10-Year Treasuries Yield Their Lowest in 11 Months

The S&P 500 Index closed at 1909.78, -2.13 points or -0.11%, after struggling to hold onto gains late in the session. The index is higher by 3.32% on the year. The bigger story today is the 10-year Treasury yield, which closed at 2.438%; its lowest level in over 11 months. Bond yields and prices have an inverse relationship (i.e. as yields fall, prices rise).

It is commonly thought that equity markets and fixed income markets should move in opposite directions. As such, many are suggesting that Treasury yields are indicating a forthcoming equity market correction. Sometimes, this relationship is true. However, U.S. financial markets are currently distorted by the ongoing purchases of the FOMC known as QE3.

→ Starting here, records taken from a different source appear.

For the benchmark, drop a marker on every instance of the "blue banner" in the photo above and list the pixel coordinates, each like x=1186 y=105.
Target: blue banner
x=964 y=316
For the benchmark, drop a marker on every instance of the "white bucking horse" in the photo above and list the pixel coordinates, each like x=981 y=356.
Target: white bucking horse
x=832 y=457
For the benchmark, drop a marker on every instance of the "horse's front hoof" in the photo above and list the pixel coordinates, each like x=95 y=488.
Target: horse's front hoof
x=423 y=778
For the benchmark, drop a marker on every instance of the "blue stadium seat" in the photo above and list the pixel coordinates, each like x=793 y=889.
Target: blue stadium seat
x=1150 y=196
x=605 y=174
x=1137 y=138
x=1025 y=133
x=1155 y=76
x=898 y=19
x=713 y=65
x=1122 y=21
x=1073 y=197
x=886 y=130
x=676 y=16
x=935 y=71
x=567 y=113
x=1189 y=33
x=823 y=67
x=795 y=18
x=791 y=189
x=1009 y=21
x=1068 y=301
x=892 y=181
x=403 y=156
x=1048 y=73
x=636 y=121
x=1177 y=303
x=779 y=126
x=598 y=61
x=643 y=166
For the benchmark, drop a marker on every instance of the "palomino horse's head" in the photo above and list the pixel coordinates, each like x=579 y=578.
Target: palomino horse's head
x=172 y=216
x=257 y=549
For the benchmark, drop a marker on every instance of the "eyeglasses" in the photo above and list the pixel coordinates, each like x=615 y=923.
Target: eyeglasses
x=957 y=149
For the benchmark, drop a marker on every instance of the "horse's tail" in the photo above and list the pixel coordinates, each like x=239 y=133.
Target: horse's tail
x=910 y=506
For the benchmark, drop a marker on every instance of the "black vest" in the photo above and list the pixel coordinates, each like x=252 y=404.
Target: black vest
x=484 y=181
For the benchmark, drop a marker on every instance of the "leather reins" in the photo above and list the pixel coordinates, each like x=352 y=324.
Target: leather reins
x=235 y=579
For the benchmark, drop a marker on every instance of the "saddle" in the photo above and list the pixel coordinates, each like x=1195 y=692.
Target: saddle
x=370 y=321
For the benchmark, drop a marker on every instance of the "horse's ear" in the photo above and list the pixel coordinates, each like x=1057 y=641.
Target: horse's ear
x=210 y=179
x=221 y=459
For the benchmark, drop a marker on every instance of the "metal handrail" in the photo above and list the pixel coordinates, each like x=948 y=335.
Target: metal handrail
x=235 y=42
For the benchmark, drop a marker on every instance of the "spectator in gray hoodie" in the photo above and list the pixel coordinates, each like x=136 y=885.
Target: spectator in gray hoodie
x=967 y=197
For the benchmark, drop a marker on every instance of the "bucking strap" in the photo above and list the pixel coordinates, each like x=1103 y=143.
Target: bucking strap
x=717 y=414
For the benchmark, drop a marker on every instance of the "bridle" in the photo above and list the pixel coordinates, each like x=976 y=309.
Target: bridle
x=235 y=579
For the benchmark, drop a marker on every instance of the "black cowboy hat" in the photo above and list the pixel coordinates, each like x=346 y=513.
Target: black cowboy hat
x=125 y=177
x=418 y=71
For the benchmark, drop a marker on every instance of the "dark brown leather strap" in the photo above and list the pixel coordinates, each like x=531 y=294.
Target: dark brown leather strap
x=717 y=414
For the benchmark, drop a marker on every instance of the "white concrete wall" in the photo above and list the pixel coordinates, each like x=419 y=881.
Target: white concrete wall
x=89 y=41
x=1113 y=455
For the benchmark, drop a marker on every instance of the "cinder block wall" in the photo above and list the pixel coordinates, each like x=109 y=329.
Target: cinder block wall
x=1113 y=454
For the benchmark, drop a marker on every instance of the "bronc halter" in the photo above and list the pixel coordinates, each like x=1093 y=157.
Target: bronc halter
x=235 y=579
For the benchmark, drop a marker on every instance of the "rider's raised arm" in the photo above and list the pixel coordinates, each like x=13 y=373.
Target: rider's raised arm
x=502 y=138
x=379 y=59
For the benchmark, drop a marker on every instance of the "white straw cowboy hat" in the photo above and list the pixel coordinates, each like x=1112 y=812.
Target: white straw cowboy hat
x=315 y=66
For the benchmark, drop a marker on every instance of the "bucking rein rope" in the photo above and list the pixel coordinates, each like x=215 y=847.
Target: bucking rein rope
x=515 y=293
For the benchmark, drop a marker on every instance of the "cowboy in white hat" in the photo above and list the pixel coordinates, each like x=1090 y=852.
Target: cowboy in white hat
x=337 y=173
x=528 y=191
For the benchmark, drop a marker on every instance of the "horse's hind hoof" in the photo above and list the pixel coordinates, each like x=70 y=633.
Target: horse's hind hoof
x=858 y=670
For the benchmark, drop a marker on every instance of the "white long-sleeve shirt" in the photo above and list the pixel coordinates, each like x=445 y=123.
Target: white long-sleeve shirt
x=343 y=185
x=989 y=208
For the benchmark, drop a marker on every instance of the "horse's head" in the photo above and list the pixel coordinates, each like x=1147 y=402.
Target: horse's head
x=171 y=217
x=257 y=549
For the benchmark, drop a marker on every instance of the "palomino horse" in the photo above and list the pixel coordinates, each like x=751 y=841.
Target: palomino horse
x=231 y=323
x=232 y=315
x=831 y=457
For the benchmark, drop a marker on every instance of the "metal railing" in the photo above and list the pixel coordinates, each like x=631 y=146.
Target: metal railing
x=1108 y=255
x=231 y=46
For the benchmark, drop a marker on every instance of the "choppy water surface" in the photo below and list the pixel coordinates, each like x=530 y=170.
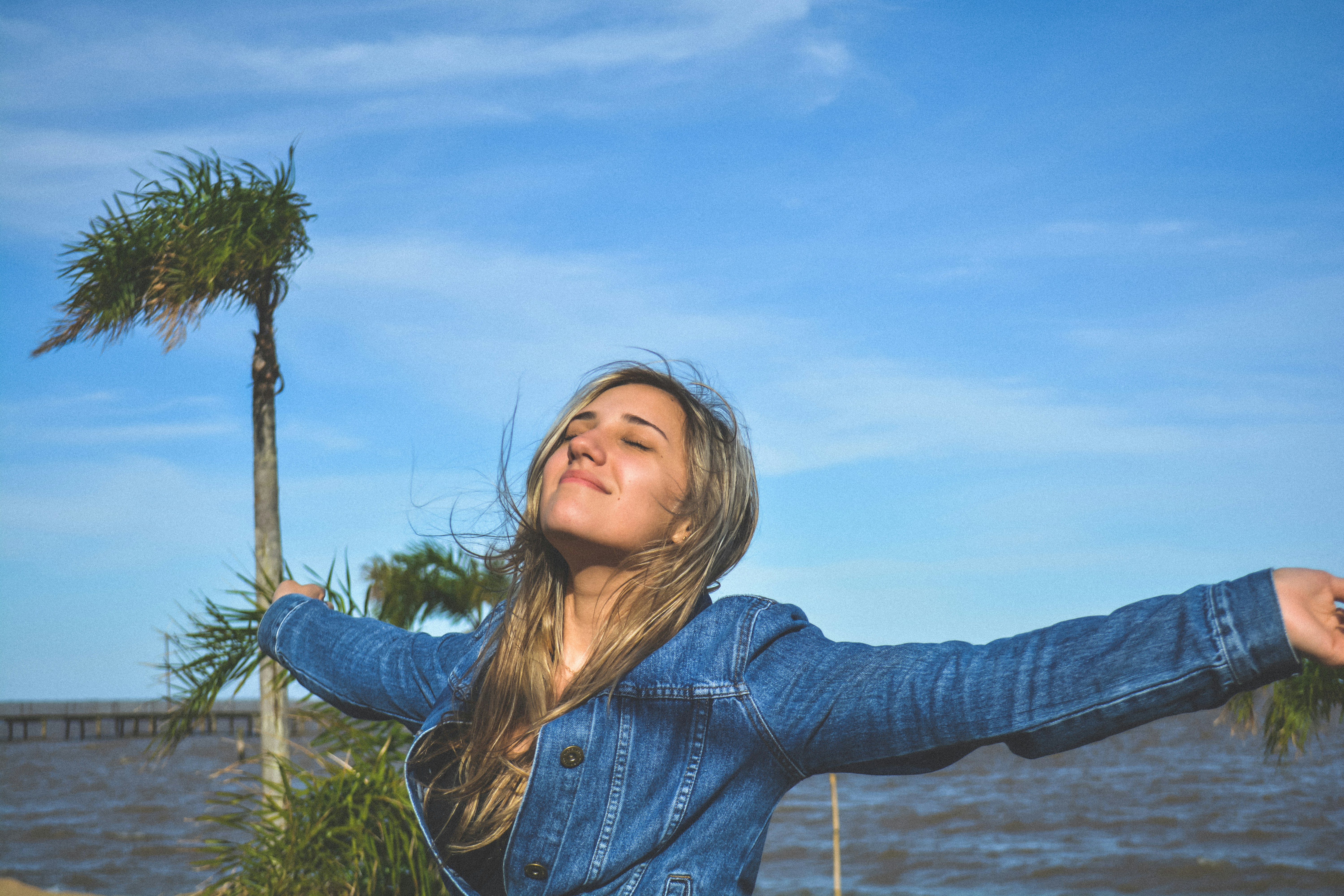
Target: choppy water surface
x=1173 y=808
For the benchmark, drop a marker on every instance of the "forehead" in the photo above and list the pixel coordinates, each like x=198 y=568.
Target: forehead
x=642 y=401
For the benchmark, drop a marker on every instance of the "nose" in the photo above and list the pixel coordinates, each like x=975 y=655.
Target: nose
x=591 y=445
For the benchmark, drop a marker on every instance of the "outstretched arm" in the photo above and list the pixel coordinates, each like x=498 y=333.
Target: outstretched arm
x=919 y=707
x=365 y=668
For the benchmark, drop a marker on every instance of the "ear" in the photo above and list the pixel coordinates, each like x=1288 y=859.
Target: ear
x=681 y=531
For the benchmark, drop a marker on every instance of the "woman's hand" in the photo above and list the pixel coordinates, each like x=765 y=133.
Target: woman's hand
x=1315 y=625
x=290 y=586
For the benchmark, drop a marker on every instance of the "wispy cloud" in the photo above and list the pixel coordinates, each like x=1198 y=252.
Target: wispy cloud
x=576 y=60
x=495 y=320
x=162 y=60
x=134 y=433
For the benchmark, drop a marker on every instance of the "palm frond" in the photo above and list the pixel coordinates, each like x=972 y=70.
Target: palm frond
x=1292 y=713
x=343 y=828
x=205 y=234
x=217 y=648
x=425 y=581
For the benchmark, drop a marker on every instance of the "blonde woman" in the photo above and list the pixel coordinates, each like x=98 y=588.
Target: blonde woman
x=611 y=730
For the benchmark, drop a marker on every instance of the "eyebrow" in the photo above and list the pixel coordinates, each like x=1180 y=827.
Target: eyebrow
x=628 y=418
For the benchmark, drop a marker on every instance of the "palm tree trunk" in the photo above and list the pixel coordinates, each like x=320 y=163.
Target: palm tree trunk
x=275 y=741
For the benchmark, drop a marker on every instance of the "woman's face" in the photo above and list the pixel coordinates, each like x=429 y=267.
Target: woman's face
x=614 y=484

There are two dynamics to consider when thinking about yields: Level and Trend. Lower yields (e.g. Level), as opposed to higher yields, are stimulative to the economy; primarily because they will generate increased loan demand (all else being equal). Higher yields–again, all else being equal–will reduce that loan demand. Falling rates (e.g. Trend), on the other hand, are an indication that there is not (yet) enough demand in the system. In other words, growth is slowing and/or expected to slow.

The Bureau of Economic Analysis will release its second estimate of Q1 GDP on Thursday, May 29. The BEA previously estimated that the U.S. economy grew at 0.1% in the first quarter of this year–a palty growth statistic for which analyst estimates were far too high. The consensus has since revised its estimate of Q1 GDP to -0.7%, indicating the economy contracted in Q1 2014. Their estimates for Q2 2014 GDP are once again nearing 3.0%, but those estimates are also likely to be too high. The BEA will release its advance estimate of Q2 growth on July 30th.

The big picture is that the U.S. is still in a deleveraging process and stimulative measures by the Federal Reserve are not effective on a permanent basis. And five-plus years of a near-zero Fed Funds rate and multiple rounds of quantitative easing nearly fits that “permanent basis” definition. These measures have not generated the economic growth of the mid-2000s. Instead, these measures created a scenario in which investors and businesses seek out other avenues to invest capital: equity markets. We are once again faced with an equity market that is dislocating from the underlying economy, but low interest rates will only contribute to this perverse feedback loop.

The conclusion is that equity markets will be constrained to the upside because of the weak underlying economic conditions, but bolstered by the Fed’s easy money policies. Investors should expect equity markets to continue to plateau.